What does $(a,b)_{\zeta}$ correspond to in $\mathrm{Br}(\mathbb{Q}_p)=\mathbb{Q}/\mathbb{Z}$

Let $$p$$ be a prime number, let $$\mathbb{Q}_p$$ be the local field, by Hensel's lemma, we know it has $$p-1$$-th roots of unity, let $$\zeta$$ be a fixed primitive $$p-1$$-th root of unity in $$\mathbb{Q}_p$$.

Let $$a,b\in\mathbb{Q}_p^*$$, let $$(a,b)_{\zeta}$$ be the cyclic algebra defined by $$\mathbb{Q}_p\langle x,y|x^{p-1}=a,y^{p-1}=b, xy=\zeta yx\rangle$$.

Is there an explicit way to tell which class $$[(a,b)_\zeta]\in\mathrm{Br}(\mathbb{Q}_p)=\mathbb{Q}/\mathbb{Z}$$ is? (For example, when $$a,b\in\mathbb{Q}$$, how does the two rational numbers determine an element in $$\mathbb{Q}/\mathbb{Z}$$?)

• en.wikipedia.org/wiki/Hilbert_symbol – Qiaochu Yuan Nov 13 '18 at 22:49
• @QiaochuYuan Thanks!
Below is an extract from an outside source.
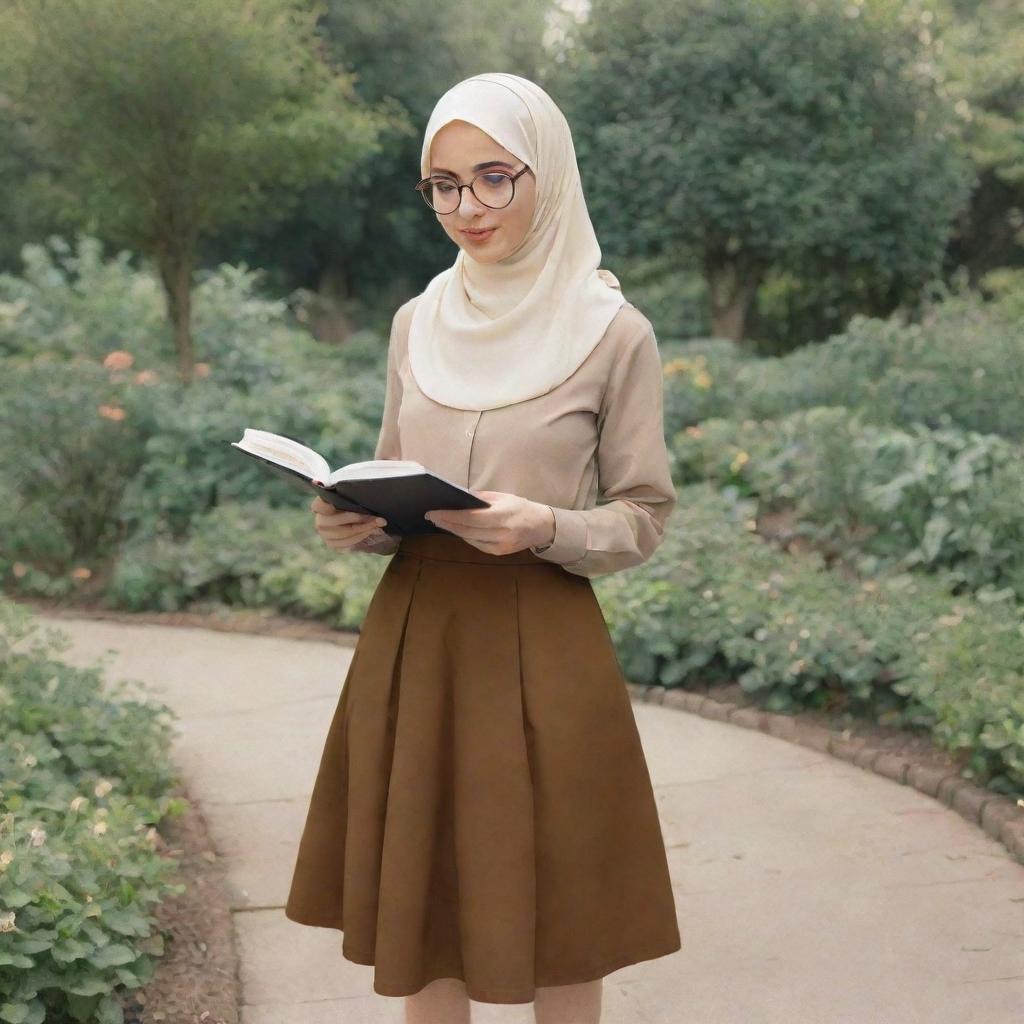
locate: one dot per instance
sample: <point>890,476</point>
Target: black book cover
<point>402,501</point>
But for example how could one calculate $(2,3)_5$ explicitly? – Qixiao Nov 14 '18 at 17:15
• @QiaochuYuan Sorry this may be a stupid question, but I feel confused: from the wikipedia description, the Hilbert symbol is expressed by Legendre symbols, $(a,b)_p=(-1)^{\alpha\beta\epsilon(p)}(\frac{u}{p})^{\beta}(\frac{v}{p})^{\alpha}$, but it seems this expression only take $\pm1$, but $Br(\mathbb{Q}_p)=\mathbb{Q}/\mathbb{Z}$. – Qixiao Nov 14 '18 at 17:37
• That section is about the quadratic Hilbert symbol, which corresponds to $2$-torsion in the Brauer group. Scroll down further for the general Hilbert symbol – Qiaochu Yuan Nov 14 '18 at 19:56
• @QiaochuYuan Thanks! But is the Artin symbol easier to calculate explicitly? For example we have two integers $2,3\in\mathbb{Z}$ and a $4$-th root of unity $\zeta$ in $\mathbb{Q}_5$, is there an explicit way to determine what the class of $(2,3)_{\zeta}$ in $\mathbb{Q}/\mathbb{Z}$ is?(As for quadratic symbols, this can be determined by solution of a degenerate conic) – Qixiao Nov 14 '18 at 20:12

I should clarify going into this that I don't know any class field theory, so I might say some silly things. The number you're trying to compute is the Hasse invariant of the cyclic algebra, and it should also correspond to a Hilbert symbol as in the comments. I found a nice formula for a special case of the Hilbert symbol in Section 3.3 of these notes (Lemma 3.22). Specialized to this case it gives

$$(a, b)_{\xi} = \omega \left( (-1)^{\nu(a) \nu(b)} \frac{b^{\nu(a)}}{a^{\nu(b)}} \bmod p \right)$$

where $$\nu : \mathbb{Q}_p \to \mathbb{Z}$$ is the valuation and $$\omega : \mathbb{F}_p^{\times} \to \mu_{p-1}(\mathbb{Q}_p)$$ is the Teichmüller character.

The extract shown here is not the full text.